BNB, for example, only ranks 6th due to its poor ranking in depth and spreads, despite commanding the 3rd most volumes of any tokens. LINK performed well in the spreads and depth metrics, but was let down by its lower trading volumes on centralized exchanges to arrive at, a still impressive relative to its market cap, 9th in liquidity rank.
Winners & Losers
That brings us up to speed with the criteria and metrics to arrive at the liquidity rank. Now we can refer back to the first chart and take a closer look at the tokens rank well, or poorly, when comparing their liquidity to their market cap. The below chart illustrates the differences between the two rankings for each token.
- DOGE ranks 5th in market cap of the tokens chosen, but finished an impressive 3rd in the liquidity ranking. This impressive feat for a meme coin can be attributed to having the third tightest spreads and the fourth best market depth.
- LINK ranked as the 9th most liquid token thanks to its strong scores in spreads and depth. Chainlink’s token is only ranked 16th in market cap and is therefore more liquid than its market cap implies.
- ETC & BCH liquidity was impressive relative to their market cap which should be reassuring for investors in the hard forks. Both made headlines last week as Coinbase Wallet stopped support for the chains.
- Lower market cap tokens ALGO, FIL, APE NEAR and FLOW all are more liquid than their ranking suggests. APE was the largest outlier of the tokens that were more liquid than their market cap implies, ranking as the 17th most liquid token and the 25th largest by market cap. All sitting outside the top 20, perhaps it’s the larger market cap tokens that warrant more caution when it comes to liquidity management.
- BNB was admittedly less liquid than I would have predicted. Being the token of the highest liquidity exchange, BNB underperformed in the depth and spread metrics in particular. BNB ranked as the 6th most liquid token, 3 places worse than its market cap suggests.
- DOT was an underperformer from a liquidity standpoint, only ranking as the 16th most liquid token despite being the 8th largest token by market cap. As we saw earlier, DOT was let down by its second last finish in the spread rankings.
- UNI & LEO were the two largest variations from their market cap to the downside. In UNI’s defense, its primary use is not on centralized exchanges and it functions as a DeFi native token. Seeing it perform poorly on centralized liquidity metrics was therefore not a surprise. LEO on the other hand falls into the same category as BNB and FTT. Its primary use case is very niche as an exchange token that offers benefits to users on that exchange, in this case Bitfinex. The liquidity of LEO is a considerable concern for token holders as it finished second last in our liquidity ranking despite being the 14th largest token by market cap.

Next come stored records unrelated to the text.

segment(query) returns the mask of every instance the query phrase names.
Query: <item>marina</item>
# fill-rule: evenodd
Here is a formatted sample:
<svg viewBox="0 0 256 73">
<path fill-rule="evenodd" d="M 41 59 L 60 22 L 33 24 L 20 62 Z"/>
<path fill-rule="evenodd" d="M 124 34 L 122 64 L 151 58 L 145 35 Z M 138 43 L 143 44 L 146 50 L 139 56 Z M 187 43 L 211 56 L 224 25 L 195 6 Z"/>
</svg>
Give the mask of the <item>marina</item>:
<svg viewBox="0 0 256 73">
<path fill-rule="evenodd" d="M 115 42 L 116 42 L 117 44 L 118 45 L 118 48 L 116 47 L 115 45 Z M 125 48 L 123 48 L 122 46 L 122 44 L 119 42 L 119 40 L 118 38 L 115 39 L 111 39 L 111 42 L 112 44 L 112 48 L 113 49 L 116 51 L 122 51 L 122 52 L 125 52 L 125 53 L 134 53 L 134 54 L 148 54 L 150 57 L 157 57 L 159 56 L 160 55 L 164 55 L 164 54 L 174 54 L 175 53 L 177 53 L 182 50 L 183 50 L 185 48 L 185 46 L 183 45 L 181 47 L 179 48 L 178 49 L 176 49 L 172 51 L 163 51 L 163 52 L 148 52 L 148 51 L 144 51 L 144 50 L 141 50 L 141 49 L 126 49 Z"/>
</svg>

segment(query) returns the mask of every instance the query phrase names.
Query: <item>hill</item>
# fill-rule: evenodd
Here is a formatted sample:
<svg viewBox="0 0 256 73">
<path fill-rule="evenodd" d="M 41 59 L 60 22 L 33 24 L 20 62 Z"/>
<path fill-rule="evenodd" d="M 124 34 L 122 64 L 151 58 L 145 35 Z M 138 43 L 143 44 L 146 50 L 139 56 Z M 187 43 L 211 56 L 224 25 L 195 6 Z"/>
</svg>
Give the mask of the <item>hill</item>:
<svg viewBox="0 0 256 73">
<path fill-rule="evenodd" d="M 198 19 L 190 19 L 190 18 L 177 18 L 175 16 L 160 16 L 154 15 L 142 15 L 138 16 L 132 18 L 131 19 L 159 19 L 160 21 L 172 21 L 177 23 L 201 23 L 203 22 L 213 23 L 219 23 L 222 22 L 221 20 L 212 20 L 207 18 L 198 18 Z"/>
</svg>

- Top 15 market cap tokens seem to be the most misleading from a liquidity point of view. As the largest tokens, investors are more likely to assume all are very liquid and their liquidity risk is low. We can see from our liquidity ranking that this doesn’t hold — 7 of the top 15 tokens had lower liquidity than their standing in market cap rankings suggests. These tokens have the highest potential to mislead investors so it is imperative that their liquidity risk is properly accounted for.
Simply assuming a token is as liquid as its market cap suggests is negligent and lazy. A more thorough approach to valuation is needed that factors in liquidity risk as part of the investment process. This liquidity risk needs to take into account factors such as volume, market depth, and spreads to get a more complete picture of liquidity.
While not completely foolproof, the liquidity ranking system presented in this article provides a more comprehensive way of evaluating the risks of holding a particular token by factoring in the various aspects of liquidity. Outliers such as DOT, BNB, and LEO highlight the need for investors to carefully consider the liquidity of their holdings as part of both the investment process and ongoing risk management of positions.